Several people have asked me if the decision on the Whitechapel Bell Foundry would have been any different if Michael Gove had been Secretary of State instead of Robert Jenrick, who seemed notably ineffectual, if not totally incompetent. What four years of fighting for the preservation of the Bell Foundry taught me is:-

1. The statutory authorities (ie Historic England) are inclined to be arrogant and complacent. Once a decision had been made by a junior official to support redevelopment of the building as a hotel (the authorities are in bed with the developers), the door was closed on any discussion as to whether or not this was the correct advice and everything became very adversarial and long-drawn out to no-one’s benefit.

2. Historic England comes under the Department for Culture, whereas housing and development come under the Ministry of Housing, so they don’t appear to speak to one another, whereas surely the key to good new development is that it is done alongside and in sympathy with the old in a creative way.
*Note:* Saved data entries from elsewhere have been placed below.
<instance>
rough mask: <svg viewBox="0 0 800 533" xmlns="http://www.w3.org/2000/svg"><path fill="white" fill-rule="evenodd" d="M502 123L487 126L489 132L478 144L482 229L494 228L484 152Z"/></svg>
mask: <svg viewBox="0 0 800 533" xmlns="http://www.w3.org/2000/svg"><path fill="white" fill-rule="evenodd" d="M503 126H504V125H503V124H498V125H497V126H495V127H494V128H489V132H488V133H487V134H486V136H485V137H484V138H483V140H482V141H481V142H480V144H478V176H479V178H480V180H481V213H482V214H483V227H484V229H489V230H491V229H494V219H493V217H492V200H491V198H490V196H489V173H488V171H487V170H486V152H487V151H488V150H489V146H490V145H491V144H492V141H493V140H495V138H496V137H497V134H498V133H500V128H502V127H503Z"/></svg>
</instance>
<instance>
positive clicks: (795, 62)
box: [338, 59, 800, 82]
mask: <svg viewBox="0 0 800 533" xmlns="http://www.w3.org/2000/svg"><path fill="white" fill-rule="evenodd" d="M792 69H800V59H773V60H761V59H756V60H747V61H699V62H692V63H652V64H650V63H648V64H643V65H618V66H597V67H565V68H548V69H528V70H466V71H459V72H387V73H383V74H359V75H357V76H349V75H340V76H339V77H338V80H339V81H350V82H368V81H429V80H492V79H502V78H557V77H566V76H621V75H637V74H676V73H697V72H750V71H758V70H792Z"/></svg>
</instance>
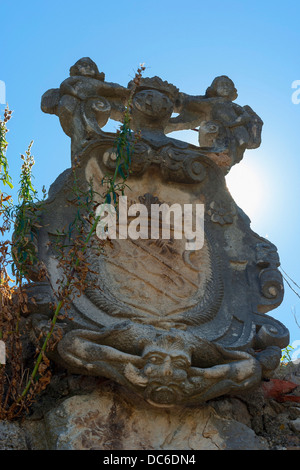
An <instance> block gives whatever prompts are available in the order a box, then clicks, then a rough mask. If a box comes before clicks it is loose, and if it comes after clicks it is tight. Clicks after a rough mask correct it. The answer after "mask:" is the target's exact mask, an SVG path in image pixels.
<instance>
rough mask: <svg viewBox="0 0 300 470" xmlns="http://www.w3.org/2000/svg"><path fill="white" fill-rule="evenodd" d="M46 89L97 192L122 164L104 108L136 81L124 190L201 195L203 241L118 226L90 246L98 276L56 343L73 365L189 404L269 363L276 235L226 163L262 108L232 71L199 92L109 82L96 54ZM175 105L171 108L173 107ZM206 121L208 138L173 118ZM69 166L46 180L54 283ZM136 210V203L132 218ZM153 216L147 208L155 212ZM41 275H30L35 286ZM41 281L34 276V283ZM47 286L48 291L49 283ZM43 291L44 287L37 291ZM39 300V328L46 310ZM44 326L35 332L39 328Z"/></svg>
mask: <svg viewBox="0 0 300 470" xmlns="http://www.w3.org/2000/svg"><path fill="white" fill-rule="evenodd" d="M70 75H71V76H70V78H68V79H66V80H65V81H64V82H63V83H62V85H61V86H60V88H59V89H54V90H49V91H48V92H46V93H45V94H44V96H43V98H42V109H43V111H45V112H48V113H54V114H56V115H58V116H59V118H60V122H61V125H62V127H63V129H64V131H65V132H66V133H67V135H69V136H70V137H71V141H72V159H74V158H75V157H78V158H79V159H80V165H81V169H80V172H79V174H78V184H80V185H81V187H82V188H83V189H84V188H86V189H88V185H89V182H90V180H91V179H92V180H93V186H94V189H95V192H96V193H100V194H101V192H102V193H103V187H102V180H103V178H104V177H105V175H107V174H112V173H113V172H114V170H115V167H116V153H115V148H114V142H115V139H116V135H115V134H113V133H107V132H103V131H102V130H101V127H103V125H104V124H105V123H106V122H107V120H108V118H109V117H111V118H112V119H115V120H118V121H121V120H122V111H123V109H124V105H125V104H126V99H127V98H128V96H129V95H130V93H132V94H133V99H132V108H131V117H132V128H133V130H134V131H135V132H136V133H140V139H139V141H138V143H136V144H135V148H134V153H133V156H132V163H131V175H130V178H129V180H128V184H129V186H130V190H128V191H127V192H126V195H127V196H128V200H129V201H132V202H133V203H136V202H141V203H143V204H145V206H146V207H150V206H151V204H158V203H159V204H163V203H165V204H168V205H169V206H171V205H172V204H178V203H179V204H180V205H183V204H192V205H195V204H200V203H201V204H204V205H205V224H204V232H205V234H204V235H205V236H204V245H203V247H202V248H201V249H199V250H194V251H193V250H187V249H186V245H185V243H186V239H185V238H184V237H182V238H181V239H180V238H176V237H175V234H174V226H171V232H170V237H169V239H162V238H159V239H155V240H153V239H142V238H138V239H130V238H128V239H118V238H117V239H116V240H111V243H110V244H108V245H105V247H104V250H105V253H104V255H102V256H100V257H99V256H96V254H94V253H93V246H90V247H89V249H88V254H89V257H90V258H89V259H91V260H92V266H91V268H92V269H91V272H90V273H89V276H90V277H89V279H90V287H88V288H87V289H86V291H85V293H84V294H83V295H81V296H80V297H78V298H75V299H74V300H73V304H72V311H71V315H72V317H73V319H72V320H68V319H67V318H66V319H64V320H63V321H62V322H61V323H60V324H59V327H60V328H61V332H62V335H63V338H62V339H61V341H60V342H59V343H58V346H57V348H56V351H55V352H54V353H52V357H53V359H54V360H56V361H59V362H60V363H62V364H63V365H64V366H65V367H67V368H68V369H69V370H70V371H72V372H74V373H81V374H87V375H95V376H105V377H108V378H111V379H113V380H115V381H116V382H118V383H119V384H121V385H123V386H125V387H127V388H129V389H132V390H133V391H134V392H136V393H138V394H140V395H141V396H142V397H144V398H145V399H146V400H147V401H148V402H149V403H151V404H152V405H155V406H162V407H169V406H173V405H189V404H195V403H201V402H204V401H206V400H209V399H211V398H214V397H217V396H220V395H223V394H228V393H235V392H239V393H240V392H241V391H243V390H247V389H249V388H251V387H253V386H255V385H257V384H259V383H260V381H261V379H262V377H264V376H268V375H269V374H270V373H271V372H272V370H274V369H275V368H276V367H277V365H278V363H279V360H280V356H281V348H284V347H285V346H287V344H288V340H289V334H288V331H287V329H286V328H285V327H284V326H283V325H282V324H281V323H280V322H278V321H276V320H275V319H273V318H272V317H270V316H268V315H266V312H268V311H269V310H271V309H273V308H275V307H277V306H278V305H279V304H280V302H281V301H282V296H283V283H282V278H281V275H280V272H279V270H278V266H279V258H278V255H277V251H276V248H275V247H274V245H272V244H271V243H270V242H268V241H267V240H265V239H263V238H261V237H259V236H258V235H257V234H256V233H254V232H253V231H252V230H251V228H250V221H249V219H248V218H247V216H246V215H245V214H244V213H243V211H242V210H241V209H240V208H239V207H238V206H237V205H236V204H235V202H234V200H233V199H232V197H231V195H230V193H229V192H228V190H227V187H226V184H225V178H224V174H226V172H228V171H229V169H230V167H231V166H232V165H233V164H234V163H237V162H238V161H239V160H241V158H242V157H243V153H244V151H245V149H247V148H256V147H257V146H259V144H260V132H261V127H262V121H261V120H260V118H259V117H258V116H256V114H255V113H254V112H253V111H252V110H251V108H249V107H245V106H244V107H241V106H239V105H237V104H234V103H233V100H234V99H235V98H236V96H237V95H236V90H235V87H234V84H233V82H232V81H231V80H230V79H228V77H217V78H216V79H215V80H214V81H213V83H212V85H211V87H209V88H208V90H207V92H206V95H204V96H196V97H195V96H189V95H187V94H183V93H180V92H179V90H178V89H177V88H176V87H175V86H173V85H171V84H169V83H167V82H164V81H162V80H161V79H160V78H158V77H153V78H144V79H141V82H140V84H139V86H137V88H136V89H134V88H133V83H132V82H130V83H129V85H128V87H127V88H125V87H122V86H120V85H117V84H113V83H107V82H105V80H104V74H100V73H99V71H98V68H97V66H96V65H95V64H94V62H92V61H91V60H90V59H87V58H85V59H81V60H79V61H78V62H77V63H76V64H75V65H74V66H73V67H71V69H70ZM173 112H178V113H179V115H178V116H177V117H176V118H172V117H171V116H172V113H173ZM195 125H200V131H199V136H200V137H199V138H200V147H197V146H194V145H190V144H187V143H185V142H182V141H179V140H175V139H172V138H170V137H168V136H167V135H166V133H167V132H170V131H172V130H178V129H187V128H192V127H194V126H195ZM71 192H72V172H71V170H66V171H65V172H64V173H63V174H62V175H60V176H59V177H58V179H57V181H56V182H55V183H54V184H53V185H52V186H51V188H50V191H49V198H48V200H47V201H46V204H45V209H44V211H43V214H42V215H41V218H40V225H41V229H40V231H39V234H38V238H37V239H38V242H37V249H38V255H39V258H40V260H41V261H43V262H44V264H45V266H46V267H47V270H48V272H49V278H50V282H51V284H52V286H55V285H56V281H57V279H59V277H60V276H61V272H60V269H59V267H58V266H57V261H56V258H55V251H54V250H53V249H52V248H51V243H50V245H49V241H51V240H53V239H55V237H56V236H57V231H59V232H61V231H62V229H63V228H64V227H68V225H69V224H70V223H71V222H72V220H73V218H74V211H75V209H74V207H73V206H72V205H68V201H69V200H70V199H71V196H70V195H71ZM129 223H130V217H129V219H128V224H129ZM149 223H150V222H148V225H149ZM47 288H48V291H47V292H50V288H49V286H48V287H47V283H44V284H36V286H35V292H36V293H38V290H39V289H41V292H43V295H44V293H45V289H46V290H47ZM33 290H34V289H33ZM49 295H50V294H49ZM41 297H42V296H41ZM40 307H41V308H40V310H39V308H38V306H36V304H35V306H33V312H32V317H33V325H34V328H35V329H36V330H37V332H38V330H39V328H42V327H43V325H44V322H45V319H46V318H47V315H48V316H51V310H50V309H49V311H47V307H46V305H45V303H41V306H40ZM37 334H38V333H37Z"/></svg>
Historic England could be moved to the Ministry of Housing.

3. Key planning decisions are taken by the local authority – in this case Tower Hamlets. The planning committee will consist of two or three local councillors making big decisions which affect the future of whole areas, as in the development of Spitalfields and Brick Lane, without any sense of the overall rationale or direction of travel. This is surely pretty bonkers, all of it unstrategic, ill-informed and purely reactive.
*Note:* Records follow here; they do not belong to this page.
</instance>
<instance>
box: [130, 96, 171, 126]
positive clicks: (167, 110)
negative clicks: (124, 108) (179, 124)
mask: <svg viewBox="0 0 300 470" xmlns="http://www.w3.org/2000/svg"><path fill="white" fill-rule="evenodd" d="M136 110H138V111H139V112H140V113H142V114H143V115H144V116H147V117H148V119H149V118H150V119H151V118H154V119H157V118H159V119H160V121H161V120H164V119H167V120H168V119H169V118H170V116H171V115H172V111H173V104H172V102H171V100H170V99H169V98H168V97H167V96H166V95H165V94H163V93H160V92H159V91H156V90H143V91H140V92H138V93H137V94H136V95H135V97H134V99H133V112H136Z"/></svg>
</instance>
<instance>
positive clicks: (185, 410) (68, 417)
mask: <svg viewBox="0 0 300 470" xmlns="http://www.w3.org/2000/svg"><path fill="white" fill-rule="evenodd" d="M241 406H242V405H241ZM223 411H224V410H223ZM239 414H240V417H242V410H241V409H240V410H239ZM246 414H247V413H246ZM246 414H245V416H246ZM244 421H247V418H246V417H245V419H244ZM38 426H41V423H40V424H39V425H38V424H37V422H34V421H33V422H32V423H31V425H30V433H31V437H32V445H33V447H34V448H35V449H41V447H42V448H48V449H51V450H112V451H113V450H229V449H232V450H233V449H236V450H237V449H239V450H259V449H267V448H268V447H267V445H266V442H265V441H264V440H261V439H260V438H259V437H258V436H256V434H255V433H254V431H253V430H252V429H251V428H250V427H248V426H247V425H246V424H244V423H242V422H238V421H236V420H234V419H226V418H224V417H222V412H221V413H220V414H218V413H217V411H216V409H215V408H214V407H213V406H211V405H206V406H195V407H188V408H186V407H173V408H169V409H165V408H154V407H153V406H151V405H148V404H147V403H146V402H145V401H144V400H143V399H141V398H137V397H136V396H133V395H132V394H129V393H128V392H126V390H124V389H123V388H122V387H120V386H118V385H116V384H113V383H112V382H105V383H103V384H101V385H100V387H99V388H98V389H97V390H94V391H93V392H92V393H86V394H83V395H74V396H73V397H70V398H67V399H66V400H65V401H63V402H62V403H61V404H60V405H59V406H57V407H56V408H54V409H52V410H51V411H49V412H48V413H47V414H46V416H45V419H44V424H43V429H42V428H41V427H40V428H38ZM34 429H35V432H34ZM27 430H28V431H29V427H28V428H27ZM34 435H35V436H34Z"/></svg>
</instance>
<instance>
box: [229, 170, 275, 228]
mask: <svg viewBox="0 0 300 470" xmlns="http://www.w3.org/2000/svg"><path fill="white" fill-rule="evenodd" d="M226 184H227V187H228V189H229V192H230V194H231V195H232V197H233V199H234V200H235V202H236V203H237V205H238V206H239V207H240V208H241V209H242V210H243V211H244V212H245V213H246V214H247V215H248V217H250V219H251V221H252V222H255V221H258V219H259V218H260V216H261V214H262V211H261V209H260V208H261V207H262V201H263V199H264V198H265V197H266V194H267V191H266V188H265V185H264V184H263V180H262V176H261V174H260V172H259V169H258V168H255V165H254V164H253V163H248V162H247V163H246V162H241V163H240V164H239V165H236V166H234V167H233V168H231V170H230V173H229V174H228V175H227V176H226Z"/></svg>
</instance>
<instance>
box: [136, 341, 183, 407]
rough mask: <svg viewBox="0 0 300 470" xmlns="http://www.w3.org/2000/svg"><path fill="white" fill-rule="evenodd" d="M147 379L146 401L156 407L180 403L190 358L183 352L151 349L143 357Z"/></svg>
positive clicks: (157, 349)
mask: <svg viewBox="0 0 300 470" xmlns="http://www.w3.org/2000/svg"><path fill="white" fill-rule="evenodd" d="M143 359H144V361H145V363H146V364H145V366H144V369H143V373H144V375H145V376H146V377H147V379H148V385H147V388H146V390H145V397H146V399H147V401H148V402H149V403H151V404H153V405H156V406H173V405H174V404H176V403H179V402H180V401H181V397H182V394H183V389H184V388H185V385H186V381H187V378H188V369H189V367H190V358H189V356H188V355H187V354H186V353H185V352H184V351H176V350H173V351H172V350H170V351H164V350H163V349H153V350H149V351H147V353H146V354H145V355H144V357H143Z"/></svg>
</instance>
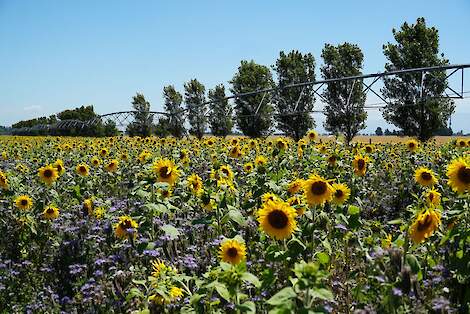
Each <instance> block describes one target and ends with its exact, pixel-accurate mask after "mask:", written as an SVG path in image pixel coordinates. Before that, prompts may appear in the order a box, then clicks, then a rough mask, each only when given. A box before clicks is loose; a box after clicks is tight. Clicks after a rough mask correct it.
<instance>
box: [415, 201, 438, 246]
mask: <svg viewBox="0 0 470 314" xmlns="http://www.w3.org/2000/svg"><path fill="white" fill-rule="evenodd" d="M440 223H441V214H440V213H439V212H438V211H436V210H434V209H432V208H428V209H426V210H425V211H424V212H422V213H420V214H419V215H418V217H417V218H416V219H415V221H414V222H413V224H412V225H411V227H410V229H409V234H410V237H411V239H412V240H413V242H414V243H416V244H418V243H421V242H423V241H424V240H425V239H427V238H429V237H430V236H432V234H433V233H434V231H436V230H437V228H438V227H439V224H440Z"/></svg>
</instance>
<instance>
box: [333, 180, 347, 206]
mask: <svg viewBox="0 0 470 314" xmlns="http://www.w3.org/2000/svg"><path fill="white" fill-rule="evenodd" d="M331 187H332V188H333V191H334V192H333V199H332V200H331V202H332V203H334V204H337V205H342V204H343V203H344V202H346V201H347V200H348V198H349V195H351V190H350V189H349V188H348V186H347V185H346V184H343V183H333V184H332V185H331Z"/></svg>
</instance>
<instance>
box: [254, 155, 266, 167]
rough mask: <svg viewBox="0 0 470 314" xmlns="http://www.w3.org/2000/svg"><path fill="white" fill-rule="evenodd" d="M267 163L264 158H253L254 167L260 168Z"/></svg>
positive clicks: (257, 156) (265, 157) (259, 155)
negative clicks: (254, 166) (260, 166)
mask: <svg viewBox="0 0 470 314" xmlns="http://www.w3.org/2000/svg"><path fill="white" fill-rule="evenodd" d="M267 163H268V160H267V159H266V157H264V156H261V155H259V156H256V158H255V165H256V166H257V167H260V166H266V164H267Z"/></svg>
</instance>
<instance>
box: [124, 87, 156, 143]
mask: <svg viewBox="0 0 470 314" xmlns="http://www.w3.org/2000/svg"><path fill="white" fill-rule="evenodd" d="M132 107H133V108H134V110H135V112H134V121H133V122H132V123H130V124H129V125H128V126H127V129H126V133H127V134H129V135H130V136H141V137H147V136H150V135H151V134H152V132H153V128H154V126H153V114H151V113H150V103H149V102H148V101H147V100H145V97H144V95H143V94H140V93H137V95H136V96H134V97H133V98H132Z"/></svg>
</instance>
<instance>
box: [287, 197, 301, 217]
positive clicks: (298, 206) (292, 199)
mask: <svg viewBox="0 0 470 314" xmlns="http://www.w3.org/2000/svg"><path fill="white" fill-rule="evenodd" d="M287 203H289V205H290V206H292V207H294V208H295V211H296V212H297V216H302V215H303V214H304V213H305V206H304V205H303V202H302V199H301V197H300V196H298V195H294V196H292V197H289V198H288V199H287Z"/></svg>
4. Just liberating planning controls as Jenrick proposed doesn’t feel like the right answer because it produces swathes of characterless new volume house-building across the green fields of southern England, and doesn’t solve the problem of how to produce – and subsidise – imaginative new building development in the north.

5. So, what is the answer ?

6. Having just listened to Ellis Woodman, the Director of the Architecture Foundation, talk about what should happen on the Open City podcast, I think Gove should invite the Architecture Foundation to come up with imaginative proposals. At speed. The issues need fresh thinking.


Eamonn McCabe

One of the pleasures of going to Aldeburgh was the fact that the official photographer at the Festival was Eamonn McCabe, one of the best portrait photographers, who used to take a photograph every week for the profile in the Saturday Guardian and whose work is rightly well represented in the National Portrait Gallery. He has kindly allowed me to reproduce the photograph he took of me with a look of relief after I got down from the stage:-



I went to the launch party for the publication of George Saumarez Smith’s beautiful measured drawings of the different aspects of – mainly – classical buildings, done over the last twenty five years since he bought a cloth-bound sketchbook from Cornellisen before travelling in 1996. Of course, this was until recently part of the training of architects, so that, as George describes, they were required to engage with the details of form and proportion: a good discipline for the understanding and appreciation of historic buildings by studying them closely. Published (very handsomely) by Triglyph Books.


Stirling Prize 2021

An interesting choice of shortlist for the Stirling Prize, not least for its inclusion of of Amin Taha’s rough-hewn block in a conservation area of Islington, both traditional in its geometry, but at the same time very handcrafted, with evidence everywhere of its processes of construction. Its inclusion is odd because it was finished some time ago, but was then caught up in a planning dispute with Islington Council who wanted it demolished. I like the look of the Windermere Jetty Museum by Carmody Groarke and the beautiful elegance of the Tintagel Castle footbridge by Ney & Partners, a Belgian firm of bridge designers. It doesn’t say anywhere that I can find who picks the shortlist and now who picks the winner, which would be good to know, as it’s not going to be an easy choice.